2023 Museum Summer Luncheon Program Participants
Daniel Minter
Daniel Minter D.F.A. ’23 is an American artist known for his work in the mediums of painting and assemblage. His overall body of work often deals with themes of displacement and diaspora. Minter’s work has been featured and acquired in permanent collection by numerous institutions and galleries including the Portland Museum of Art, Seattle Art Museum, The Charles H. Wright Museum, Tacoma Art Museum, Bates College, University of Southern Maine, Center for Maine Contemporary Art, Bowdoin College Art Museum, Farnsworth Art Museum, Bates College Museum of Art, The David C. Driskell Center and the Northwest African American Art Museum. In 2021 Minter was awarded the prestigious Joyce Award. In that same year he was awarded the distinguished Caldecott Medal. Minter has traveled extensively across the African Diaspora. A travel grant from the National Endowment for the Arts enabled him to live and work in Salvador, Bahia Brazil where he established relationships that have continued to nurture his life and work in important ways.
Minter has illustrated over fifteen children’s books, many of them award winning, including the Coretta Scott King Illustration Honor. He was also commissioned in both 2004 and 2011 to create Kwanzaa stamps for the U.S. Postal Service. As founding director of Maine Freedom Trails, he has helped highlight the history of the Underground Railroad and the abolitionist movement in New England. For the past 15 years Minter has raised awareness of the forced removal in 1912 of an interracial community on Maine’s Malaga Island.

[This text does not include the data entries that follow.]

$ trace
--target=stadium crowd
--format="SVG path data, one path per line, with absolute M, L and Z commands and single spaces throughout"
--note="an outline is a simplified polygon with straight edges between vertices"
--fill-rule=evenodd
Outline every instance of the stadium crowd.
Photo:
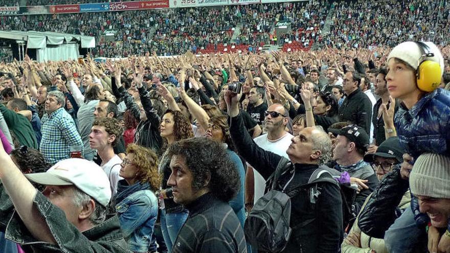
M 330 31 L 323 35 L 330 12 Z M 95 36 L 98 47 L 93 55 L 114 57 L 142 55 L 147 51 L 156 52 L 159 55 L 177 55 L 188 50 L 198 52 L 206 49 L 220 52 L 224 44 L 245 45 L 241 51 L 255 52 L 265 44 L 290 42 L 301 45 L 298 49 L 302 50 L 309 49 L 314 42 L 322 47 L 347 49 L 393 47 L 408 40 L 431 40 L 445 45 L 448 42 L 449 13 L 450 4 L 445 1 L 429 5 L 424 0 L 373 3 L 358 0 L 332 4 L 316 0 L 223 7 L 4 16 L 0 28 L 7 31 L 53 31 Z M 402 20 L 401 24 L 391 21 L 397 18 Z M 275 26 L 285 21 L 291 24 L 291 32 L 278 38 Z M 242 26 L 239 34 L 232 39 L 238 25 Z M 105 36 L 107 34 L 112 35 Z
M 0 61 L 0 252 L 450 252 L 448 5 L 380 2 L 2 17 L 123 58 Z
M 448 252 L 449 55 L 2 62 L 0 247 Z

His formative work on the subject of Malaga emerges from Minter’s active engagement with the island, its descendants, archeologists, anthropologists and scholars. This dedication to righting history was pivotal in having the island designated a public preserve.
In 2018, Minter co-founded Indigo Arts Alliance, a non-profit dedicated to cultivating the artistic development of people of African descent. To date the organization has hosted Black and Brown artists from across the globe. In 2022 the organization was one of ten nationally awarded the Andy Warhol Foundation for the Visual Arts grant. Minter is a graduate of the Art Institute of Atlanta and holds an Honorary Doctorate of Arts from The Maine College of Art.
Virgil Ortiz
With a career spanning four decades, Virgil Ortiz’s artistry extends across various media and boundaries—challenging societal expectations and breaking taboos. Raised in a creative environment filled with storytelling, collecting clay, gathering wild plants, and producing figurative pottery, he remains influenced by his grandmother and mother, renowned Cochiti Pueblo potters.
Through his exploration of working with clay and various media, Ortiz fuses his Pueblo culture with sci-fi, fantasy, and apocalyptic themes, yielding thought-provoking and futuristic imagery while shaping the fantastical world he’s creating with clay and multi-media art. Ortiz teaches Pueblo history to multiple generations of viewers worldwide by telling the story of the 1680 Pueblo Revolt by introducing a cast of superheroes he’s created over the years through a series of works, including jars, busts, and now live actors portraying the characters in the story. The Blind Archers, Venutian Soldiers, Translator Army, Recon Watchmen, Runners, and Gliders—together, they depict a dystopian future 500 years after the Pueblo Revolt, in which time travelers return to the era of the revolt to gather songs, ceremonies, designs, shards of pottery, and culture to preserve and transport to the future.
Ortiz’s works are in museum collections worldwide, including the Stedelijk Museum- Hertogenbosch, Fondation Cartier pour I’art contemporain, Smithsonian Institution, Virginia Museum of Fine Art, Minneapolis Museum of Art, Denver Art Museum, and Colby Museum of Art.
Paula Wilson
Paula Wilson is a multimedia artist whose densely layered, colorful, and often monumental works utilize a variety of painting, collage, filmic, installation, performance, and print techniques. Her use of image, pattern, and materials acts as a visual metaphor for the complex stratum of histories and cultures, both real and imagined, that inform her work. Wilson was born and grew up in Chicago, IL. In 2007 she moved to Carrizozo, New Mexico (population 972) where she is co-founder of the artist organizations MoMAZoZo and the Carrizozo Artist-in-Residency (AIR) program. Often collaborating with her partner and woodworker, Mike Lagg, Wilson draws from their natural and built environs as subject matter and inspiration for her work. Born in Chicago, Wilson received her bachelor of fine arts from Washington University in 1998 and her master of fine arts from Columbia University in 2005. She has served as a visiting artist at several art schools, and her growing exhibition opportunities include a two-person project with artist Nicola López at the Albuquerque Museum and the solo show, Paula Wilson: Toward the Sky’s Back Door, at the Tang Museum at Skidmore College, opening July 15, 2023.